The wonder is that we can see these trees and not wonder more.
-Ralph Waldo Emerson
Two years ago on Arbor Day Cass came home clutching a stick, its fairly-freshly cut end wrapped in a wet paper towel and covered with foil.
“We have to plant it,” she said, and launched with a list of reasons why trees are important.
(Trees are important, but that’s a post for another day.)
Jeff stuck it into this planter, where our driveway meets the steps down to our house. It just existed there, a stick, much like you’d expect a stick thrust into dirt would do.
It was quietly unfurling life beneath the surface; the next spring greenery emerged. I was amazed. Then the deer got to it, and we pretty much figured that was that.
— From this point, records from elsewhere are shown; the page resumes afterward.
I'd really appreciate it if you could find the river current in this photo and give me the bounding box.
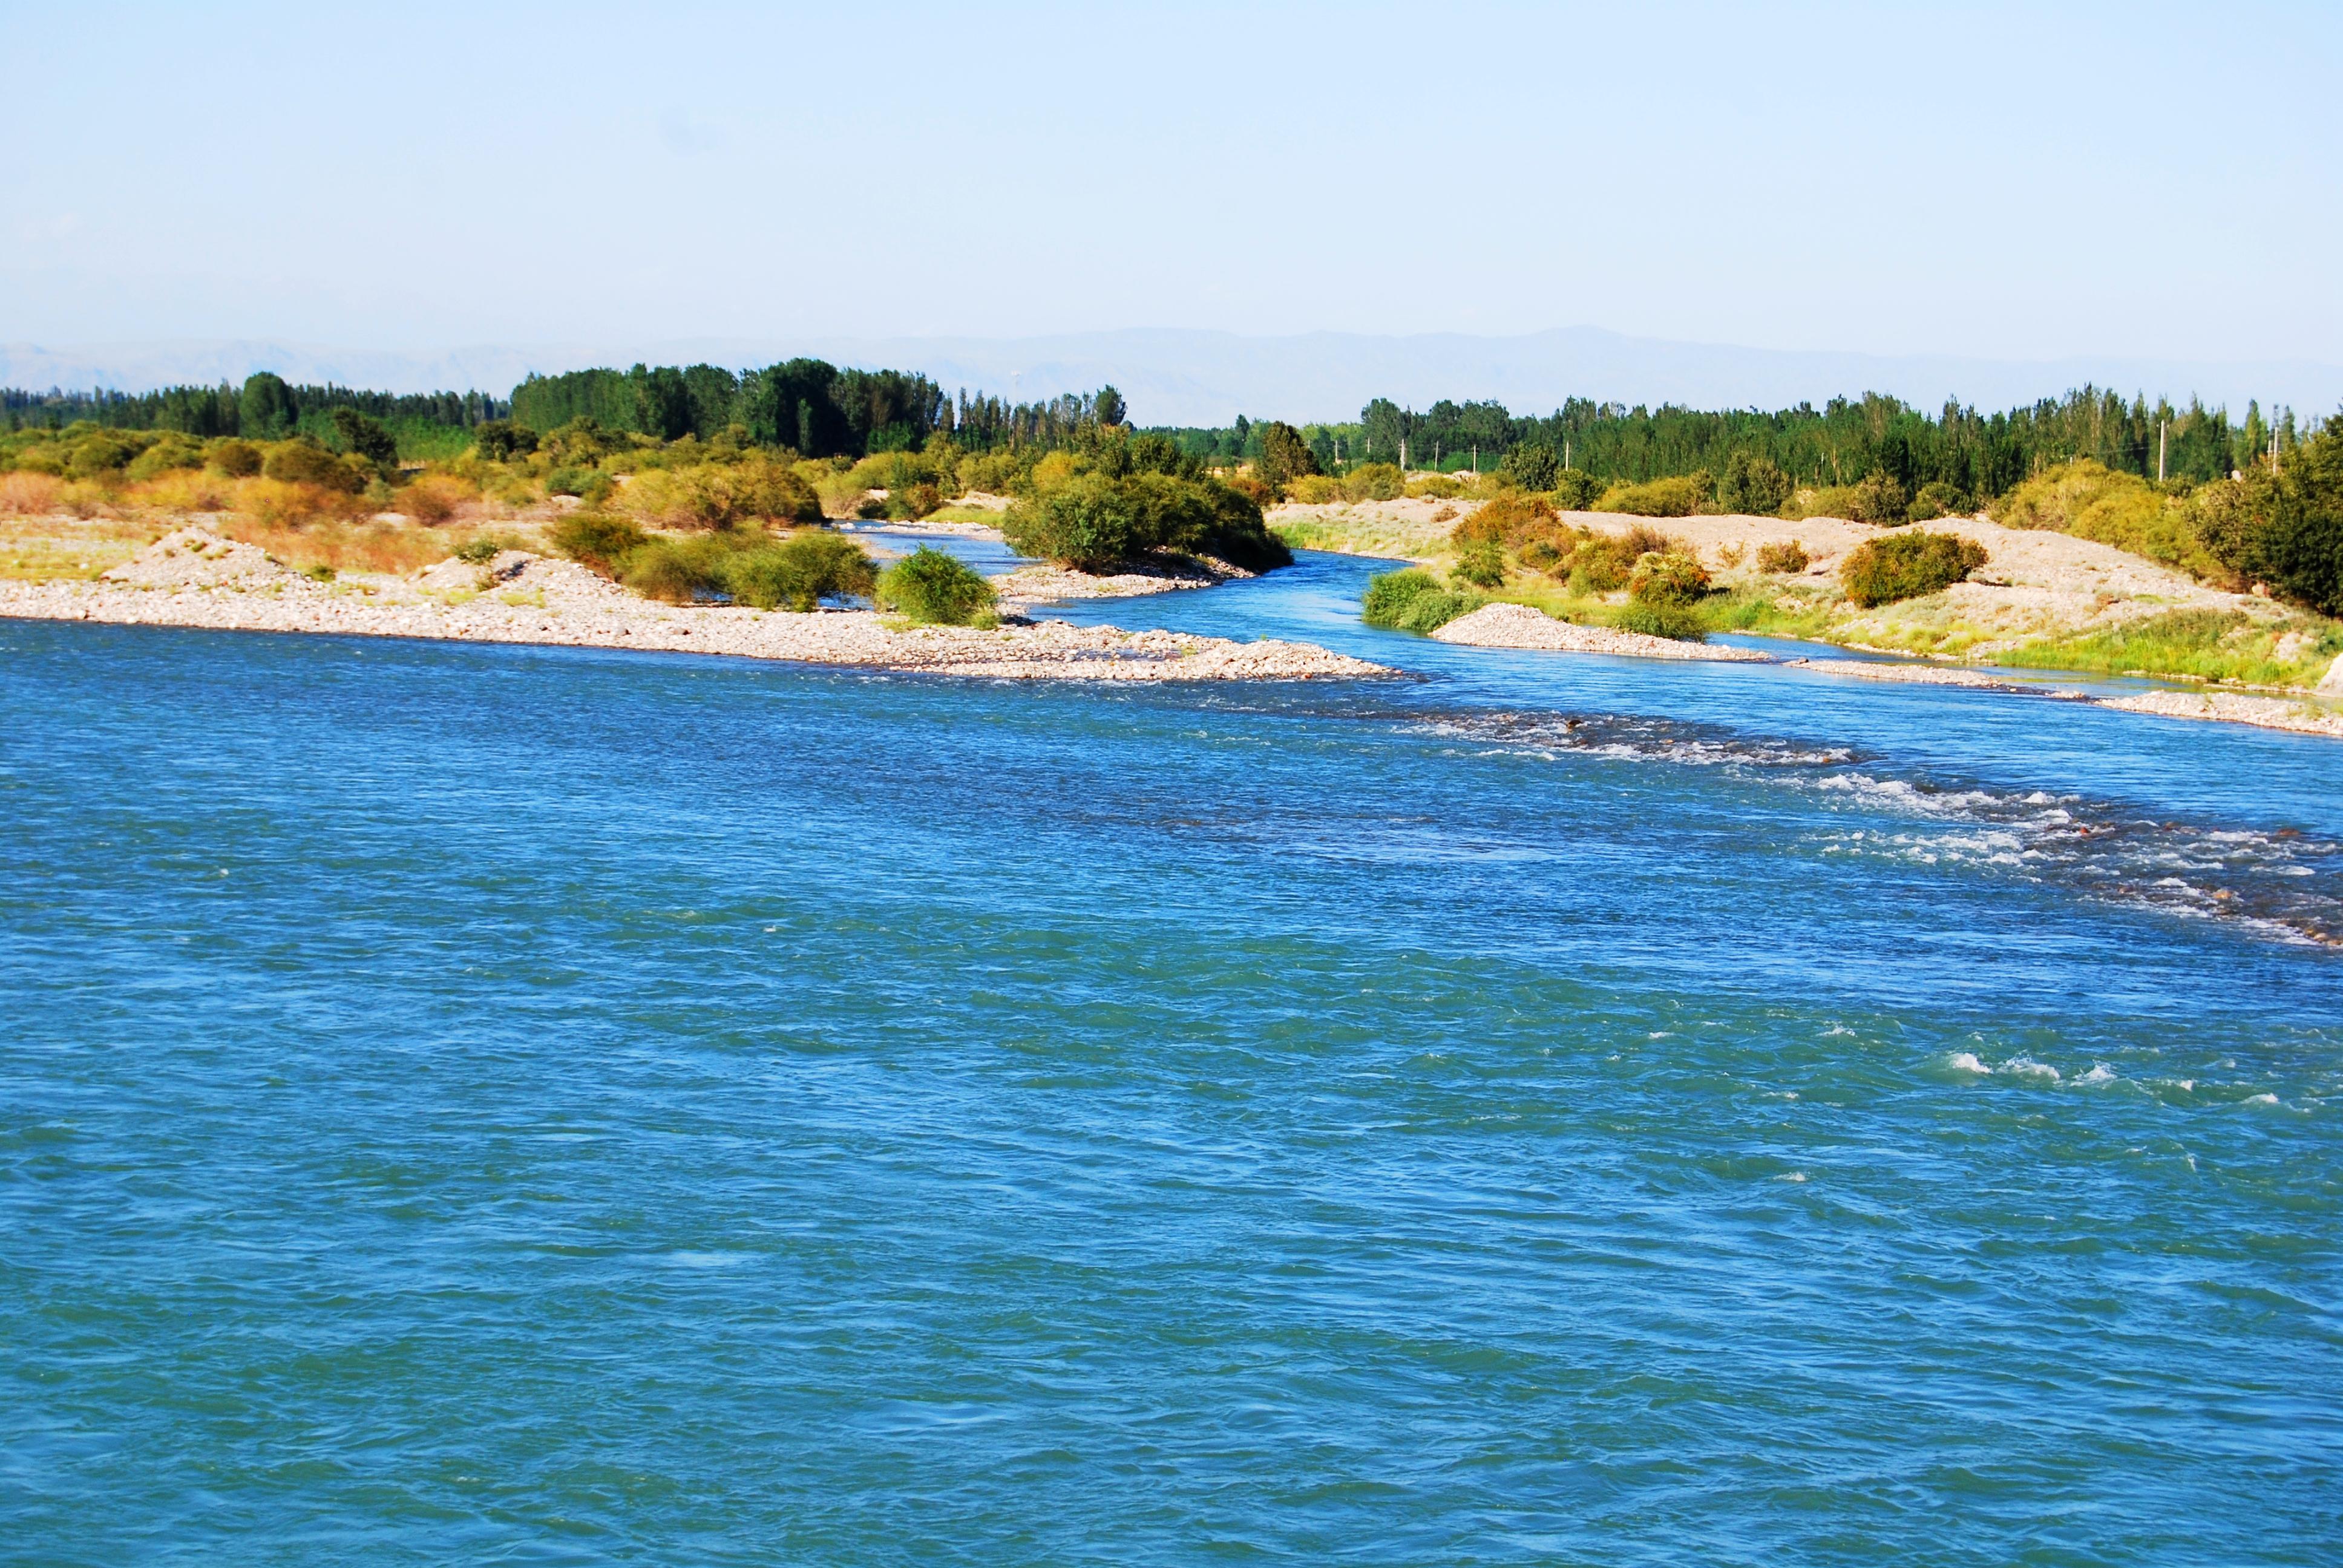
[2,549,2338,1564]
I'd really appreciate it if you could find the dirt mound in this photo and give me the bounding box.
[416,550,632,608]
[102,527,302,589]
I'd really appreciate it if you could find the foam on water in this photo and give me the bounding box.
[1394,705,2343,949]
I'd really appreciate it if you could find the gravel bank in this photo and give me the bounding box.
[1783,657,2061,694]
[2097,689,2343,739]
[1430,601,1775,662]
[991,554,1251,607]
[2,529,1389,684]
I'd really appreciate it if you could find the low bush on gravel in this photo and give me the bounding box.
[723,530,879,611]
[876,546,998,626]
[1756,540,1810,573]
[1363,568,1479,633]
[1841,531,1988,607]
[550,512,650,573]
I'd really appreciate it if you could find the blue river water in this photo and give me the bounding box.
[2,549,2338,1565]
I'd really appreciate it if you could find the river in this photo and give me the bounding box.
[2,549,2336,1564]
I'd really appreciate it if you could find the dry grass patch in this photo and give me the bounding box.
[215,518,529,578]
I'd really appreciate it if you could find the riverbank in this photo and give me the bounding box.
[0,528,1388,683]
[1269,498,2343,696]
[1424,594,2342,737]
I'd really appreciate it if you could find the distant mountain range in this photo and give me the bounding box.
[5,328,2337,428]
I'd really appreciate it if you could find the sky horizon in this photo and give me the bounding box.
[8,1,2338,371]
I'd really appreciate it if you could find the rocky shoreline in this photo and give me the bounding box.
[0,528,1389,684]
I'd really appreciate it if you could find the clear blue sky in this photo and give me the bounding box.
[6,0,2337,363]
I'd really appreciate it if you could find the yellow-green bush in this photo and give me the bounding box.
[1842,531,1988,607]
[262,439,368,495]
[125,436,204,482]
[620,454,820,528]
[209,439,263,477]
[1594,474,1708,517]
[876,546,997,626]
[1629,550,1711,606]
[1991,459,2222,579]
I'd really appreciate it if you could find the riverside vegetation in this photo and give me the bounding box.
[1335,415,2343,696]
[1,364,1282,616]
[7,362,2340,693]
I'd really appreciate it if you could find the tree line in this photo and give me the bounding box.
[1150,387,2315,503]
[510,361,1128,459]
[11,361,2318,510]
[1,376,507,439]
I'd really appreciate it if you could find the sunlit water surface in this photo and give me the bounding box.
[2,550,2338,1565]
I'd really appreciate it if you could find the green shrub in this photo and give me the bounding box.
[1552,468,1605,510]
[1995,458,2225,583]
[1614,602,1708,640]
[65,431,140,479]
[1255,421,1321,491]
[1362,567,1478,633]
[472,419,539,461]
[262,439,367,494]
[330,408,398,468]
[1453,493,1558,550]
[623,454,821,528]
[876,546,998,626]
[1755,539,1810,573]
[454,537,500,566]
[1499,442,1560,492]
[1565,523,1675,592]
[1909,480,1968,520]
[1002,472,1289,572]
[209,439,263,477]
[1718,452,1793,515]
[1628,550,1711,606]
[1841,530,1988,607]
[1342,462,1404,502]
[1452,540,1506,587]
[619,536,735,603]
[1846,471,1911,524]
[549,512,650,574]
[1594,473,1708,517]
[2255,416,2343,614]
[1003,472,1148,568]
[724,530,879,611]
[884,481,943,520]
[125,437,203,482]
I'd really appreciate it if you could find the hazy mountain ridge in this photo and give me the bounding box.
[6,329,2336,428]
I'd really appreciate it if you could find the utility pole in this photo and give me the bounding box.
[1400,435,1407,472]
[2158,419,2167,483]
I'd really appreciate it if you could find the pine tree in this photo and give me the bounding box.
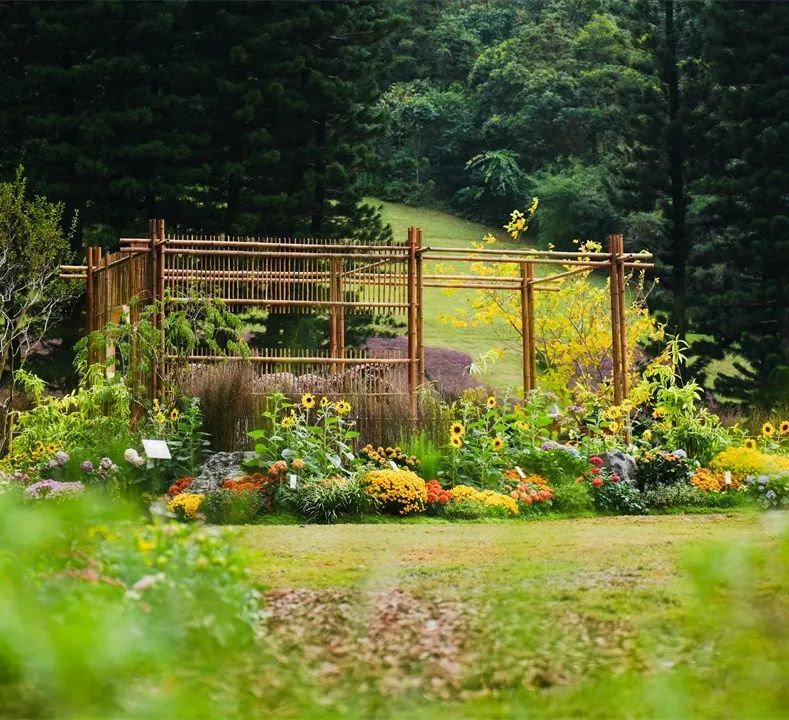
[692,0,789,405]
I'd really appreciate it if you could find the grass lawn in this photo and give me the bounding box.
[366,198,526,388]
[238,513,788,718]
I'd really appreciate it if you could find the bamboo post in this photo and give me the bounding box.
[329,256,339,372]
[615,234,628,399]
[86,246,95,368]
[609,234,623,404]
[337,258,346,360]
[416,227,425,388]
[519,261,536,393]
[156,219,166,396]
[149,220,158,400]
[407,226,418,424]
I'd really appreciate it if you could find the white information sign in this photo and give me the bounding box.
[515,466,526,478]
[142,439,172,460]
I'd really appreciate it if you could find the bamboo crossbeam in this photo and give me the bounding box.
[166,297,409,309]
[168,355,411,365]
[162,248,406,260]
[529,266,594,285]
[423,246,627,259]
[159,238,407,251]
[420,254,610,267]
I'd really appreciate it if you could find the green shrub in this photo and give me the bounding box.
[635,450,692,490]
[589,475,647,515]
[280,475,374,524]
[0,491,259,718]
[513,446,589,486]
[201,489,265,524]
[550,478,592,513]
[443,499,509,520]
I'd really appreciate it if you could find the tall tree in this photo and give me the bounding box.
[692,0,789,404]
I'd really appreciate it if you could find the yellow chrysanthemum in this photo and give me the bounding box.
[486,396,497,409]
[762,422,775,438]
[491,436,505,452]
[744,438,757,450]
[652,407,666,419]
[301,393,316,409]
[449,435,462,449]
[779,420,789,435]
[152,398,160,412]
[449,422,465,437]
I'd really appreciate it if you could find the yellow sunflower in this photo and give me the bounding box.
[449,435,463,449]
[486,396,497,409]
[780,420,789,435]
[46,443,57,453]
[744,438,757,450]
[280,413,296,428]
[515,420,530,432]
[320,396,330,408]
[491,436,505,452]
[449,422,465,437]
[301,393,316,409]
[170,408,180,422]
[335,400,352,416]
[762,422,775,438]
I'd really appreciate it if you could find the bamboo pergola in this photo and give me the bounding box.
[60,221,653,422]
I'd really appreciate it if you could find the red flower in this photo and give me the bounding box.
[592,477,604,488]
[611,474,621,483]
[589,456,604,467]
[590,467,601,475]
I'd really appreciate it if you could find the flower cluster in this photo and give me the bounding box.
[691,468,740,493]
[223,473,268,492]
[45,451,70,470]
[167,477,194,497]
[24,480,85,500]
[502,479,554,507]
[449,484,519,516]
[745,472,788,509]
[710,447,789,482]
[360,444,420,469]
[124,448,146,468]
[363,469,427,515]
[425,479,451,506]
[167,492,204,520]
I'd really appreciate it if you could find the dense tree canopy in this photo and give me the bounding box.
[0,0,786,405]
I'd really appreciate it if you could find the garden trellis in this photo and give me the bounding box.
[60,221,653,422]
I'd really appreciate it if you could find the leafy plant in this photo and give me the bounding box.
[744,472,789,510]
[635,450,693,491]
[588,471,647,515]
[281,475,374,524]
[201,489,265,525]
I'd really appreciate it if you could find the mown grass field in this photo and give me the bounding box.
[238,513,788,718]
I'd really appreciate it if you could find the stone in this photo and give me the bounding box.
[603,450,638,487]
[190,451,257,493]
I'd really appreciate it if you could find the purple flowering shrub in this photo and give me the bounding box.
[25,480,85,500]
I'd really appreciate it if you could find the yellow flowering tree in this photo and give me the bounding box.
[440,205,661,405]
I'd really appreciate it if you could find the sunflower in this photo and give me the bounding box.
[449,422,465,437]
[300,393,316,409]
[280,413,296,428]
[780,420,789,435]
[335,400,352,416]
[486,396,497,409]
[170,408,180,422]
[155,412,166,425]
[46,443,57,453]
[449,435,463,449]
[515,421,530,432]
[320,396,330,408]
[744,438,757,450]
[35,442,45,453]
[491,436,505,452]
[762,422,775,438]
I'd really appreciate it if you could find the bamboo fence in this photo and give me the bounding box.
[60,220,653,426]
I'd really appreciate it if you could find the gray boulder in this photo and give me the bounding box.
[190,451,257,493]
[603,450,638,487]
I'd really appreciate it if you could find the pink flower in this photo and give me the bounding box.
[611,474,621,483]
[590,467,601,475]
[589,456,604,467]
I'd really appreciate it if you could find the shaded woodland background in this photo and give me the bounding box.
[0,0,786,406]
But this year it fairly exploded, considering its humble beginnings, and now the leaves are turning colors and preparing to fall.
You never know where beauty will come from.
You never know what lies beyond what you can see.
You never know what will move you, touch you, make your heart ache over the passage of time.
Fall and winter are historically a difficult time for me, but they are necessary. The more arctic the winter, the more vibrant the spring; the more beautiful the foliage the following year. It’s a time for lying dormant, for resting, gathering energy, setting down roots.
I’ve been squirrelly lately; I’m spread too thin. I feel like I never get any real rest: even while sleeping, my brain is always working.
I normally dread the coming of the cold months, but I need them this year. The time to recover, find my footing, so I can become stronger and explode with activity once properly replenished.
I love how reframing a situation can make a huge difference. The mind is a funny thing.
I love how a stick can become so much more than a tree. Miracles upon miracles.
Thank goodness Cassidy insisted we plant her sad little stick. At the edge of our driveway is a fiery, tenacious dogwood. And in my soul there is newly-planted hope.